Cause: The workspace volume isn't mounted correctly.
Fix:
Ensure the -v ~/.openhands:/.openhands flag is in your Docker run command. Without it, all work is lost when the container stops.
Next Steps
You now have OpenHands installed and know how to use it. Here's what to try next:
1. Connect a real project
Clone a GitHub repo you maintain and ask OpenHands to add a small feature. See how it handles your actual codebase.
2. Automate a recurring task
If you have a weekly chore like "update dependencies" or "regenerate API docs," write a prompt for it and save it. Run it on a schedule.
3. Combine with CI/CD
Some teams run OpenHands in GitHub Actions to auto-fix lint errors or update snapshots. See the official docs for examples.
4. Explore advanced features
- Workspace persistence: Save entire project states between sessions
- Custom agent configurations: Define coding standards and style guides the agent must follow
- Multi-agent workflows: Run multiple agents in parallel for different parts of a large task
Final Thoughts
OpenHands is not autopilot for coding. It's a tool that handles mechanical work — writing boilerplate, fixing known issues, executing repetitive refactors — so you can focus on architecture and decision-making.

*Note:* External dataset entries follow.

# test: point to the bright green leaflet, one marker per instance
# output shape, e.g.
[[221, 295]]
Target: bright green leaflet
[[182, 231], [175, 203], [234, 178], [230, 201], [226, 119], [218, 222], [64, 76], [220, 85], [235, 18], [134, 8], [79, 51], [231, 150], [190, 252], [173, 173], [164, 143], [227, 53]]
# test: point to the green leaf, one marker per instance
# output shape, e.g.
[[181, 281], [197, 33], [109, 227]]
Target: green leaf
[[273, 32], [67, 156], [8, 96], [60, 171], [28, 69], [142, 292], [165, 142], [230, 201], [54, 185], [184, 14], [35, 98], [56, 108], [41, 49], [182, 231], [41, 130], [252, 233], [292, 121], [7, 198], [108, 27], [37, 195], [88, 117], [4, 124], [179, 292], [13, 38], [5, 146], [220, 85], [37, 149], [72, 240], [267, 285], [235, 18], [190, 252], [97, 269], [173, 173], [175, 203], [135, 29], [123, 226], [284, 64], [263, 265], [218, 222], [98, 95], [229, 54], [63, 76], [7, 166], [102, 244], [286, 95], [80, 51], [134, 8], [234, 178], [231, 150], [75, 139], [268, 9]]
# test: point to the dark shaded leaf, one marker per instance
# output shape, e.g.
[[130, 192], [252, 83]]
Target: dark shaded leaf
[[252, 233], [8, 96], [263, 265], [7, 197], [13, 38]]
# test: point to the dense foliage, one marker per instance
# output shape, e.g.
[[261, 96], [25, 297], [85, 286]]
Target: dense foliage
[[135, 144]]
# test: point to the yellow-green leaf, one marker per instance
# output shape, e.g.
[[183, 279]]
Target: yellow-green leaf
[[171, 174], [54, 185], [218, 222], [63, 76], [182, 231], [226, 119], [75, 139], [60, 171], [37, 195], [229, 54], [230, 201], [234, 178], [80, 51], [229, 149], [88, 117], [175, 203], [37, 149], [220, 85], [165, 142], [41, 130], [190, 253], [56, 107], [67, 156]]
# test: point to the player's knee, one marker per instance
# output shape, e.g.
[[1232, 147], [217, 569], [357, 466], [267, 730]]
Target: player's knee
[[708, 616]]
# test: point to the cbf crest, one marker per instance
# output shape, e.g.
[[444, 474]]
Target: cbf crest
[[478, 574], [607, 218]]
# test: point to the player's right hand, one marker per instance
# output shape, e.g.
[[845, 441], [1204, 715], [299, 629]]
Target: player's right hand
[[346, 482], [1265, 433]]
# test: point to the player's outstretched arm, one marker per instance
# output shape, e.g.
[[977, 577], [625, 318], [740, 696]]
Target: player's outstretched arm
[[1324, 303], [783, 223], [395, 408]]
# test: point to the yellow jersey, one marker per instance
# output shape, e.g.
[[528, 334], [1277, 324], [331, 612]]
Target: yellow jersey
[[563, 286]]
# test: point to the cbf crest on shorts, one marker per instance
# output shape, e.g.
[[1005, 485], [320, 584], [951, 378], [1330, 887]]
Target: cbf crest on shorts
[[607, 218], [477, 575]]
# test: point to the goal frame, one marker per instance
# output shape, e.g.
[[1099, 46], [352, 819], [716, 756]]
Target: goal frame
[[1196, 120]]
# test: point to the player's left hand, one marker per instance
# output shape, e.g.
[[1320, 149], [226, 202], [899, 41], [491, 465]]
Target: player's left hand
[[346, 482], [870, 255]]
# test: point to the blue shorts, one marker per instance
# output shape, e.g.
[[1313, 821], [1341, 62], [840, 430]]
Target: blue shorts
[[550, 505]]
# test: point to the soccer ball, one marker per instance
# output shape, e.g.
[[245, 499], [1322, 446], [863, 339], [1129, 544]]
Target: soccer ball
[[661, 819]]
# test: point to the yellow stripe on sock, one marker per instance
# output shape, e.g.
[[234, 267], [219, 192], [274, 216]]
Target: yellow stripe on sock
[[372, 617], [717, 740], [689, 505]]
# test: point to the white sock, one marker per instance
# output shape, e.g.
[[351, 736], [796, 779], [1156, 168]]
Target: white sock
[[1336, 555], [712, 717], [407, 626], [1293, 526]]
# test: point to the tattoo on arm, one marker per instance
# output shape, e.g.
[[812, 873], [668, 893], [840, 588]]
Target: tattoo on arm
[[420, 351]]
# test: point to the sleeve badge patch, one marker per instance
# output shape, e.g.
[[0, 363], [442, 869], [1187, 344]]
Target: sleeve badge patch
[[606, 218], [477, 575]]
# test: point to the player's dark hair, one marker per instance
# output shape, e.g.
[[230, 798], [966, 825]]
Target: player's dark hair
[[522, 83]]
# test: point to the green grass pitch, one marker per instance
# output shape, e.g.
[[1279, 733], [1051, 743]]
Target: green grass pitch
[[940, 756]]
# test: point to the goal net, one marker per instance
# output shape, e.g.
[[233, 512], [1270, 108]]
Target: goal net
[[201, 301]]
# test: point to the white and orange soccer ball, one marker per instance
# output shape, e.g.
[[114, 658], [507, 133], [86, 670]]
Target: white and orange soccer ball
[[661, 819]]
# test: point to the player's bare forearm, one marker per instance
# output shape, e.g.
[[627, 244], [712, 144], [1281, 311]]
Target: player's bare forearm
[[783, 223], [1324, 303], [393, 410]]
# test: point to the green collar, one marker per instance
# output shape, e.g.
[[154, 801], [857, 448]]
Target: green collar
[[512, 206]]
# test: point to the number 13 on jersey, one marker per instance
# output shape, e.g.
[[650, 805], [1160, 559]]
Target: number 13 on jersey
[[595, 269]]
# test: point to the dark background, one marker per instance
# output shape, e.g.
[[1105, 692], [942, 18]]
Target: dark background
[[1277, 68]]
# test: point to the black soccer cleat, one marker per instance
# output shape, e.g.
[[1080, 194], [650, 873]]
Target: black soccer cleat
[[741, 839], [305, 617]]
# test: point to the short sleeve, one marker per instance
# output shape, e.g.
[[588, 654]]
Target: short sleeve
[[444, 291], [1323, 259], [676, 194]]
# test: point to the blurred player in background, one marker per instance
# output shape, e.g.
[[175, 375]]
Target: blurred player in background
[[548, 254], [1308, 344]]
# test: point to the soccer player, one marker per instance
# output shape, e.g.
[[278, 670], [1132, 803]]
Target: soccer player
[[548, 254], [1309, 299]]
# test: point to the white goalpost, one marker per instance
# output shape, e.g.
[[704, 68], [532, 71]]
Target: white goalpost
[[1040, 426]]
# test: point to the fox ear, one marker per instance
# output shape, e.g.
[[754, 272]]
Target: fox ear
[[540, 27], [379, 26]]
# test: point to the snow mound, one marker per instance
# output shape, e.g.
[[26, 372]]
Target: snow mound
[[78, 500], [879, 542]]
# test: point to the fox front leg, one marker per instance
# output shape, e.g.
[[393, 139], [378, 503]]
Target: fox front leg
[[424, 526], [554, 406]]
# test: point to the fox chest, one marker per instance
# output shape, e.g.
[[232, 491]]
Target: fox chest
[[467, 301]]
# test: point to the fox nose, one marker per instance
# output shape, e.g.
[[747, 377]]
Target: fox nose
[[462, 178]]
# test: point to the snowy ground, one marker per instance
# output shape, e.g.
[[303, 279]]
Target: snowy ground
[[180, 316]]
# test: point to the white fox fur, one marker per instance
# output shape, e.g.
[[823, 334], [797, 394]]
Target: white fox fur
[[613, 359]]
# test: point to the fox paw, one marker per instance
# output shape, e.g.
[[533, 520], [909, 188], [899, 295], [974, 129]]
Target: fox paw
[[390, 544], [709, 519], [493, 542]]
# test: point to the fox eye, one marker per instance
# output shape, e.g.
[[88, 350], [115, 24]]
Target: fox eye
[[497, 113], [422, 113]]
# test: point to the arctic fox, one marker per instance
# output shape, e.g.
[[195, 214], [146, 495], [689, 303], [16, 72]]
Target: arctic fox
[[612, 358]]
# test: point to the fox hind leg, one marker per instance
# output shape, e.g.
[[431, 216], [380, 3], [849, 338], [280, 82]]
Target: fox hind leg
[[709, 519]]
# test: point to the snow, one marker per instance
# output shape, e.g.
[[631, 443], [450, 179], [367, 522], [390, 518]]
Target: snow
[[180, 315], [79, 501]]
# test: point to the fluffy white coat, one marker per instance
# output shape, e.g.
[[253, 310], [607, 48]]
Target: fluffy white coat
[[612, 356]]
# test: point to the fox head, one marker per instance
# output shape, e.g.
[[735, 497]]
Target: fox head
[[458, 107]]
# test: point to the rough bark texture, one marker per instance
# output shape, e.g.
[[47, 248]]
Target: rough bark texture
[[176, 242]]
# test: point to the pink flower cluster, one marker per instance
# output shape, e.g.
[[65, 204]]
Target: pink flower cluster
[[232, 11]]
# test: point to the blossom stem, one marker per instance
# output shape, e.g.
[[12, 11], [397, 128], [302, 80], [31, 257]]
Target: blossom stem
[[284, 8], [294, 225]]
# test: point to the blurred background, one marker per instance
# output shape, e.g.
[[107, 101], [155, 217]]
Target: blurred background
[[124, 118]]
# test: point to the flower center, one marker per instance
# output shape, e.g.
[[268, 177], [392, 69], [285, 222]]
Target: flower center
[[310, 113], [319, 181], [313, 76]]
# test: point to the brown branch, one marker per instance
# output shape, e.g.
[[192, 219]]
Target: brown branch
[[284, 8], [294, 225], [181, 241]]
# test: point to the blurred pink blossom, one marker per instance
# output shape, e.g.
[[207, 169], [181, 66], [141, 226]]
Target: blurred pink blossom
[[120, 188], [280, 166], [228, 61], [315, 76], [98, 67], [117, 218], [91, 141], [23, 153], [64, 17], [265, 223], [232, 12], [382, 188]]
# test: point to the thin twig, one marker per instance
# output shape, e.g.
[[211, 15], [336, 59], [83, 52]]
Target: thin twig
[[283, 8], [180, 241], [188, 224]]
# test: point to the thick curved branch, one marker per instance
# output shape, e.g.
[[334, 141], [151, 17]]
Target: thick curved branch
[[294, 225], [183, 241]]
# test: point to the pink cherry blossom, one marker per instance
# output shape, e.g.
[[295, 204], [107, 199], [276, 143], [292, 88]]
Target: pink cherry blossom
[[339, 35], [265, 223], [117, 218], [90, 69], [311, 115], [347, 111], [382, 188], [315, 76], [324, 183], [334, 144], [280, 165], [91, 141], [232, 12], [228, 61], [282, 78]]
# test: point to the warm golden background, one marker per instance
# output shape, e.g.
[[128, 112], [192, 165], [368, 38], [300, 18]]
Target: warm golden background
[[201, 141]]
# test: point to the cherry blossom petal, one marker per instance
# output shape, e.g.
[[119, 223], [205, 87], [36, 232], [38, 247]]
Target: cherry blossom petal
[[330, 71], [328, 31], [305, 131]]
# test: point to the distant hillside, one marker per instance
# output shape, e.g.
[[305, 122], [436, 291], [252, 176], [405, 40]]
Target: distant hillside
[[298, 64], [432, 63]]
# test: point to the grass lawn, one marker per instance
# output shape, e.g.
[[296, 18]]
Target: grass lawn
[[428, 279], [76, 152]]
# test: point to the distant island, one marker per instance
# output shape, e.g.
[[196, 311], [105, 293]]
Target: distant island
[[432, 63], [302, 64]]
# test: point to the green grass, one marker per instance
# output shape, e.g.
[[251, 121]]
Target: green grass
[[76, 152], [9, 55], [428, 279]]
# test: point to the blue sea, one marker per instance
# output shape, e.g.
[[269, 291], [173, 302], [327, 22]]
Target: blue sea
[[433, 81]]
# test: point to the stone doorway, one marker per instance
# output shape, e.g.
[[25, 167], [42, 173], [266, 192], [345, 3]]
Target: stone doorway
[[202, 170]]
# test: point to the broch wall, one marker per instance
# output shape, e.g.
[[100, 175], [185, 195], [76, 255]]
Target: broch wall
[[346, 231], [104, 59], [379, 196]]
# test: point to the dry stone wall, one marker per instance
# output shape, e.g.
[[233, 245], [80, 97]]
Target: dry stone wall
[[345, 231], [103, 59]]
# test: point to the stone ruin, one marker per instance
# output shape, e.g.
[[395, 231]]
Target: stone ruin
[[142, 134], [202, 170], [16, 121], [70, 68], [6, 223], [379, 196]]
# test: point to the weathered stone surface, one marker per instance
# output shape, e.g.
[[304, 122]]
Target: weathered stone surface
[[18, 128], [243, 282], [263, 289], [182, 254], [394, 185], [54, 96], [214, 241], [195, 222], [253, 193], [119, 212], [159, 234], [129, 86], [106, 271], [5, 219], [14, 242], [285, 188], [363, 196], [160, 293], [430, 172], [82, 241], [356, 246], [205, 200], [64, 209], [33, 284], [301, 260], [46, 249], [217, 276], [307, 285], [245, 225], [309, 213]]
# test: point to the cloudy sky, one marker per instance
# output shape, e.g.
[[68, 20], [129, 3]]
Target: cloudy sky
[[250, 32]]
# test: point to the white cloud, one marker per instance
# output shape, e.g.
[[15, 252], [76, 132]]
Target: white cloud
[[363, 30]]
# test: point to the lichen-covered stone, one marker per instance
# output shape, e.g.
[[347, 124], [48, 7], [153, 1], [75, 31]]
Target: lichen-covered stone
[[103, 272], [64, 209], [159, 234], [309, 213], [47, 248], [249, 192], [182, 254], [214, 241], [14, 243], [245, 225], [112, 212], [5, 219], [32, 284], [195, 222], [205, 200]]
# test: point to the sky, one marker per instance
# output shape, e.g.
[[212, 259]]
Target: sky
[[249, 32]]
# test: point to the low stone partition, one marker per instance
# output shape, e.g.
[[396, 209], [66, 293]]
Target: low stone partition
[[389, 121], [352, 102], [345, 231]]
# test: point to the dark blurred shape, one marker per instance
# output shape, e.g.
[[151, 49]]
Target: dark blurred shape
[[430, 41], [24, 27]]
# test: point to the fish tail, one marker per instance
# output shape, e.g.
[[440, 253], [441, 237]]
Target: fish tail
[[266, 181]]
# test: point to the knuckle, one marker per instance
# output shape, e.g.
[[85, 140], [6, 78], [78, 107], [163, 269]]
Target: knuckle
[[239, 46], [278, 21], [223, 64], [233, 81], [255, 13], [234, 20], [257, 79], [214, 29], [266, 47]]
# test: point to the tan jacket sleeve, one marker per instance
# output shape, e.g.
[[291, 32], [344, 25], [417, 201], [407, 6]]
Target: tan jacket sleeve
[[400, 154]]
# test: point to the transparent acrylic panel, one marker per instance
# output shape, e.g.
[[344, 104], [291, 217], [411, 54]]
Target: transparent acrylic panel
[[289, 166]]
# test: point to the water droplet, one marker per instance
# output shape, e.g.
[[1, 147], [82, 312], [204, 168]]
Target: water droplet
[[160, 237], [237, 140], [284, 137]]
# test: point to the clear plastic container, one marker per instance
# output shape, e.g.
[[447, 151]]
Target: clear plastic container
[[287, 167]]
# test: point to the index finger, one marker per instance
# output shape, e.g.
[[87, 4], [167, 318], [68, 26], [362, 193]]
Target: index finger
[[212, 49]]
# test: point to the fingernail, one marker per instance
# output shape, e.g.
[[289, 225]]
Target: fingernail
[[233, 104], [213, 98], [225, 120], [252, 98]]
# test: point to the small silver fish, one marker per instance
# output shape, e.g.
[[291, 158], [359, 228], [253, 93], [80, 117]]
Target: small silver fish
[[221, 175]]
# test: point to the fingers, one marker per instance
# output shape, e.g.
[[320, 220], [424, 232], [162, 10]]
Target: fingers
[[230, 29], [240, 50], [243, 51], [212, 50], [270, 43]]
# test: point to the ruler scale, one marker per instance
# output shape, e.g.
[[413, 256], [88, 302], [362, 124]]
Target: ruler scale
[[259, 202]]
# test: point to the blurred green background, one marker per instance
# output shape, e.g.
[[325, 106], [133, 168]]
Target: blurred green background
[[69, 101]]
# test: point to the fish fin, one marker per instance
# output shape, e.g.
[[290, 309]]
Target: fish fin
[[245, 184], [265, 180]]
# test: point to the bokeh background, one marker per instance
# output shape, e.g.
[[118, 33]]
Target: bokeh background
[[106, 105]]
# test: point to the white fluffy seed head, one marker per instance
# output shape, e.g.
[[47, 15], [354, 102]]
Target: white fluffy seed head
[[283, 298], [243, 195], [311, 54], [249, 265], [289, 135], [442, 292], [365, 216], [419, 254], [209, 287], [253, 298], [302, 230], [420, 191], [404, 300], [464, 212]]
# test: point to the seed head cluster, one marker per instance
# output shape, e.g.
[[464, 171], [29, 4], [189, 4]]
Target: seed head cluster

Use it for tasks where you know what needs to happen but don't want to type it out. Don't use it for tasks where you're still figuring out the approach.
Success rate summary from 3 months of use:
- Simple tasks (1-2 file changes): 85% success without intervention
- Medium tasks (3-10 files, clear requirements): 60% success, 30% needs minor fixes
- Complex tasks (architecture changes, multi-system): 30% success, better to break into steps
The 15 minutes you spent installing it will save you hours this week. Start with a small task, see how it performs, and build trust incrementally.